Our data provide strong evidence for the roles of PML and the PODs in regulating the function of Daxx as a transcriptional repressor. Daxx and PML interact in vivo and colocalize in the PODs. Overexpression of PML recruits Daxx to the PODs, which correlates with a complete inhibition of transcriptional repression by Daxx. Although the detailed mechanism of this inhibition of Daxx by PML remains to be determined, our data provide several possibilities. First, PML might inactivate Daxx by transporting it to the PODs and separating it from HDAC and putative target genes. In response to certain stimuli such as interferon, PML levels increase in the PODs, which, via competition for Daxx binding or conformational change of Daxx upon PML binding, might result in the dissociation of Daxx from HDAC and recruitment of Daxx, but not HDAC, to the PODs.
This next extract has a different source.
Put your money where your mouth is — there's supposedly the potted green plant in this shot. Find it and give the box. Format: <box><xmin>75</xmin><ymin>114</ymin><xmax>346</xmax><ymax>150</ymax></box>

Confinement of Daxx in the PODs would thus block access to target genes, whose expression level would then increase to at least the basal level in the absence of Daxx repression. Our findings that PML overexpression results in increased Daxx levels in the PODs, while having no effect on HDAC1 distribution or repression by HDAC1, support this possibility. Alternatively, the increased PML levels may dissociate HDAC from Daxx and recruit both Daxx and its putative target genes, but not HDAC, to the PODs. Because Daxx requires HDAC and histone deacetylation for its repressor activity, the target genes may be expressed in the absence of HDAC. The presence of transcriptional activators in the PODs would facilitate transcription of target genes. With either possibility, it is evident that the POD is involved in maintaining the balance of Daxx function, depending on the PML level. At normal, physiological levels of PML, Daxx might repress transcription at areas of condensed chromatin. However, with increased PML expression, more Daxx is recruited to the PODs, thus reducing its overall repression activity. Although the precise mechanism of the inhibition of Daxx repression by the PODs awaits further investigation, our data clearly reveal a novel connection between Daxx and PML in regulating transcriptional repression that may play a critical role in acute promyelocytic leukemia and apoptosis.